ProtoPCB: Reclaiming Printed Circuit Board E-waste as Prototyping Material
︎ [ paper (to appear soon) ]
Team: Jasmine Lu, Pedro Lopes
PCBs often easily become e-waste because they are designed for a specific circuit. To extend the utility of PCBs, we introduce a computational approach to enable reusing PCBs as prototyping material to implement new circuits. Pur tool takes a user’s desired circuit schematic and analyzes its components and connections to find methods of creating the user’s circuit on discarded PCBs (e.g., e-waste, old prototypes). We believe our tool offers: (1) a new approach to prototyping with electronics beyond the limitations of breadboards and (2) a new approach to reducing e-waste during electronics prototyping.
This paper will be presented at CHI2025.

Paper Abstract.
We propose an interactive tool that enables reusing printed circuit boards (PCB) as prototyping materials to implement new circuits — this extends the utility of PCBs rather than discards them as e-waste. To enable this, our tool takes a user’s desired circuit schematic and analyzes its components and connections to find methods of creating the user’s circuit on discarded PCBs (e.g., e-waste, old prototypes). In our technical evaluation, we utilized our tool across a diverse set of PCBs and input circuits to characterize how often circuits could be implemented on a different board, implemented with minor interventions (trace-cutting or bodge-wiring), or implemented on a combination of multiple boards — demonstrating how our tool assists with exhaustive matching tasks that a user would not likely perform manually.
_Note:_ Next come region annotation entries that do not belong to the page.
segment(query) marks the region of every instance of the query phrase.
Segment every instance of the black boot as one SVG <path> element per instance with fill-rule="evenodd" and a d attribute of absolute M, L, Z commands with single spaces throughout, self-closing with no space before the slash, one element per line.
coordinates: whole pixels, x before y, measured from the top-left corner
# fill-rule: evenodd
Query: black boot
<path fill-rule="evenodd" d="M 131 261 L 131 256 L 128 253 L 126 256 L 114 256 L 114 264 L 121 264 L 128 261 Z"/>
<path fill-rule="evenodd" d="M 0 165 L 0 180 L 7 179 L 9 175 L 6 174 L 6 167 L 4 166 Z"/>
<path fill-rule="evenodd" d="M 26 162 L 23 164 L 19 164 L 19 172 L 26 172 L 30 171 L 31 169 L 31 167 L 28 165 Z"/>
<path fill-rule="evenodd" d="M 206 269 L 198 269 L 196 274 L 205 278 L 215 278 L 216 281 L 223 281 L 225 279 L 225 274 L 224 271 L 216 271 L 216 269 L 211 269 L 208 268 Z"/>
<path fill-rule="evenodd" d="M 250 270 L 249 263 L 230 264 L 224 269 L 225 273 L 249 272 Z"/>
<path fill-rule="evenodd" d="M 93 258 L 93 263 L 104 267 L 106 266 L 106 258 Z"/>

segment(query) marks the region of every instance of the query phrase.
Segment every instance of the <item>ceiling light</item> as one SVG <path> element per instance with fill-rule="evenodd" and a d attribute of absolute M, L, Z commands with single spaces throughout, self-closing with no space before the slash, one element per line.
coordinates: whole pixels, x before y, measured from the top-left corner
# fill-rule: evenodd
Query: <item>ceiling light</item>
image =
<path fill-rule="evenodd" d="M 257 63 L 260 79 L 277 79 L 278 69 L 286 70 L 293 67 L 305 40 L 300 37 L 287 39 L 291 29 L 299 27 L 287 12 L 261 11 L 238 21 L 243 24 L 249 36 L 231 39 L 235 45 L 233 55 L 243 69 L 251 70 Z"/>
We believe our tool offers: (1) a new approach to prototyping with electronics beyond the limitations of breadboards and (2) a new approach to reducing e-waste during electronics prototyping.

An overview of how ProtoPCB enables the creation of new circuits on old PCB e-waste.

ProtPCB is particularly useful for the creation of breakout boards for components with unique footprints.

An example of fitting the circuit from one PCB onto another.